DarwinNE: I ask you to add tokens to your text adventure creator and mention they're from me.

HarryP2 · Post by **HarryP2** » Mon Jul 11, 2022 7:32 am

I ask you to support cc65 directly and use my Cubbyhole technique and other optimizations mentioned at https://sourceforge.net/projects/cc65extra/files/. The Cubbyhole technique puts some code and data in the first 1k on a Vic20 and C64, 2k on the Plus4 and 7k on a C128 that is not used during the course of a cc65 program. My MadLib* and AdvSkel*65 programs demonstrate their use.

Mike · Post by **Mike** » Mon Jul 11, 2022 4:09 pm

HarryP2 wrote:[...] Does anybody here have any other ideas?

I used a text compression method in Bible Series, part II: Pentateuch that encodes three subsequent characters of a fixed 5-bit alphabet (all lowercase letters, blank, comma, period, semi-colon, hyphen and single quote) into two bytes.

Chuck Guzis had this algorithm published in Dr. Dobb's Journal #207 (November 1993), and I made some small enhancements to ensure binary transparency. With this algorithm, most texts compress by ~30%, which was sufficient in this case to fit the whole Torah on one disk for the 1581.

Before you "ask" me about something - said application and its support algorithms work fine as they are.

HarryP2 · Post by **HarryP2** » Tue Jul 12, 2022 4:59 am

I can't use your algorithm as you stated, as I have a need for 7 bits per entry. But, I could compress to 7 bits per entry, including tokens. What do you think?

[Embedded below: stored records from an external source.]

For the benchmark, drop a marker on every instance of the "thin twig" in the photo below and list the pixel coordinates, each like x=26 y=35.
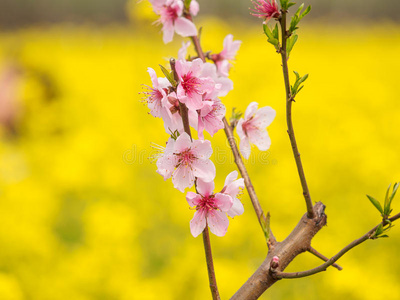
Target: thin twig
x=323 y=257
x=243 y=171
x=210 y=265
x=206 y=238
x=334 y=258
x=289 y=100
x=238 y=159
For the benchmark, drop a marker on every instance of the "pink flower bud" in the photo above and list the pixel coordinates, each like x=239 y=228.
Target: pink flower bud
x=265 y=9
x=274 y=262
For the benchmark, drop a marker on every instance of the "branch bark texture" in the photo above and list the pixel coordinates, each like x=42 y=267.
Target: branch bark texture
x=289 y=101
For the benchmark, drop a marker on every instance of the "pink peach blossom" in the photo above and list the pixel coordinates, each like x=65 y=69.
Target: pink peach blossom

BTW, on some versions of my text adventure code, I store most strings in a system's extra memory. I could create a function to decompress and access the text on-the-fly. Thank you for the info!

HarryP2 · Post by **HarryP2** » Thu Jul 14, 2022 9:30 am

I have a technique called POBasic, short for Placement Offset Basic. It shortens some literals to an offset to the previous version of the literal. Sort of LZ77 for single bytes. The problem with both this and Adaptive Huffman is knowing the values before the current string. I don't think POBasic would be better than Huffman, but both combined seems to help.

BTW, if you use this method, all I ask is that you reveal in your docs. that you use this technique and e-mail me that you did so and with the name and URL of the program. If you have any questions, just reply here, PM me or ask me for my e-mail address.

HarryP2 · Post by **HarryP2** » Sun Jul 17, 2022 8:17 am

One more idea: if you have a Huffman lit that will compress to >=8 bits, don't compress it. Rather, write it directly. Unfortunately, you need an extra bit to determine whether a byte is compressed or not, but my tests show that this works. Then again, if a block doesn't include such bytes, one bit at the start of the block will determine whether to do my idea. Try it out!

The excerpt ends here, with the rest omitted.